Terör ve Terörle Mücadeleden Doğan Zararların Karşılanması Hakkındaki Yönetmelikte de benzer düzenlemelere yer verilmiş ‘Komisyonca keşif yapılması’ başlıklı 11. maddesinde; ” Komisyon gerek görmesi halinde keşif yapabilir. Komisyon başkanı belirlemiş olduğu keşif yeri ile gün ve saatini komisyon üyeleri ve/veya bilirkişi ile başvuru sahibine veya yetkili temsilcisine yazılı olarak bildirir. Başvuru sahibinin kendisi, veli veya vasisi veya yetkili temsilcisi ve varsa şahitleri keşif mahallinde hazır bulunurlar. Muhtar veya o yer mahallinden iki kişinin de keşifte hazır bulunması temin edilir. Tespit edilen günde komisyon olay mahalline giderek zararı tespit eder. Bu tespitte; a) Keşif tarihi, b) Zarar görenin adı soyadı, c) Zararın meydana geldiği yer, d) Zararın meydana geldiği tarih, e) Zararın nev’i, f) Zararın miktarı, g) Zarar gören bina, işyeri, arazi, taşıt ve ağaç gibi taşınır ve taşınmaz mallardan faydalanılma imkanının bulunup bulunmadığı, h) Zarar görenin kendi ihmal, kusur ve kastının olup olmadığı, ı) Zarardan mahsup edilmesi gereken miktarlar, ile gerekli görülen diğer hususlar tutanağa bağlanarak hazır bulunanlarca imza altına alınır. Başvuru sahibi veya yetkili temsilcisinin keşif esnasında hazır bulunmaması halinde durum tutanakta belirtilir.” hükmüne yer verilmiştir.

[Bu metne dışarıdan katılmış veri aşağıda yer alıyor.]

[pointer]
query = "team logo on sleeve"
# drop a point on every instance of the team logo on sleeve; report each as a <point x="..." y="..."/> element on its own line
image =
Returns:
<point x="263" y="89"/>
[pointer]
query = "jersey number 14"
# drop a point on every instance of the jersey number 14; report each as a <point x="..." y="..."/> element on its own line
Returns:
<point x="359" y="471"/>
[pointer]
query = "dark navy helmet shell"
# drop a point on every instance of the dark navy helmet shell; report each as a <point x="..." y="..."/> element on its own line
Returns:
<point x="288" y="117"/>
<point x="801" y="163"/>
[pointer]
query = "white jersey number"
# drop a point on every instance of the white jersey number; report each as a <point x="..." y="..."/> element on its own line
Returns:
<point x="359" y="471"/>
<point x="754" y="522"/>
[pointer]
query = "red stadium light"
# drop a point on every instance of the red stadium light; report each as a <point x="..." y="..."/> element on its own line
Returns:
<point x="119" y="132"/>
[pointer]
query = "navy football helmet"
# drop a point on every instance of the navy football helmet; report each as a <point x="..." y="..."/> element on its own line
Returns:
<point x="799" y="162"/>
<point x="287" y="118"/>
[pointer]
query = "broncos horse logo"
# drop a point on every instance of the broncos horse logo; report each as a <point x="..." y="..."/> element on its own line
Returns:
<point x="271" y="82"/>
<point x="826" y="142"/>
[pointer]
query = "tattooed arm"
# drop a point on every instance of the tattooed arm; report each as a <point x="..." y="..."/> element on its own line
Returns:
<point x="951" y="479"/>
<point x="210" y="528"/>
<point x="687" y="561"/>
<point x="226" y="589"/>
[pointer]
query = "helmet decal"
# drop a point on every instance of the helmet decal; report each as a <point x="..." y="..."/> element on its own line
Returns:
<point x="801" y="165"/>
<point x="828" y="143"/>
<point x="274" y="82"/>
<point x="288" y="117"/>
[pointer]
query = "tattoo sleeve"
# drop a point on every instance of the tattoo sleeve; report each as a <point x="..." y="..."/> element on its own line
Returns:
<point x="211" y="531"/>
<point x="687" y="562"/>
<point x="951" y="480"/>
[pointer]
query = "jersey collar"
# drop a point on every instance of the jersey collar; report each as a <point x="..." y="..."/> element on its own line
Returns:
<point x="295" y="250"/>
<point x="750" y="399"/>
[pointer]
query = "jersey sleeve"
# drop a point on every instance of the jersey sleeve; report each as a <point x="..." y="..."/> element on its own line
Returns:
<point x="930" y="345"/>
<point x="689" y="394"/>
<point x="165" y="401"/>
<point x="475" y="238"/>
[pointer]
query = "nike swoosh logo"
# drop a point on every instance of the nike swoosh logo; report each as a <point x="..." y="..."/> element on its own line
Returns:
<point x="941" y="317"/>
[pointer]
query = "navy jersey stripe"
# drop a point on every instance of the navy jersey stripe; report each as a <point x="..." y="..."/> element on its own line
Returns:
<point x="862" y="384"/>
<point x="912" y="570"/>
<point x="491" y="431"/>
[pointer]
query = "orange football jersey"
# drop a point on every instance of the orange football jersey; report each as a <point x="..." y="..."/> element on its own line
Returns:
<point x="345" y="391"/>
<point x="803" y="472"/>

Dosyanın incelenmesinden; davacının, …İli, Merkez, …Köyü’nde meydana gelen terör olayları nedeniyle uğradığı ileri sürülen zararların 5233 sayılı Kanun uyarınca tazmini istemiyle yapılan başvurunun, anılan yerleşim yerinde davacıya ait malvarlığı bulunmadığı gerekçesiyle reddi üzerine bakılan davanın açıldığı anlaşılmaktadır.
5233 sayılı Kanun ve yönetmelik hükümlerince, terör ve terörle mücadele nedeniyle oluşan zararların tespiti amacıyla valilikler bünyesinde oluşturulan zarar tespit komisyonlarına çok geniş yetkiler verilmiştir. Ancak, davalı idareye tanınan bu geniş yetkiler aynı zamanda idareye yükümlülük de getirmektedir. Bu yükümlülüğün gereği ise, usulüne uygun inceleme ve araştırma yapılıp her bir başvurucunun özel durumu gözönüne alınarak bir değerlendirme yapmak ve bu değerlendirme sonucunda bir karar vermektir.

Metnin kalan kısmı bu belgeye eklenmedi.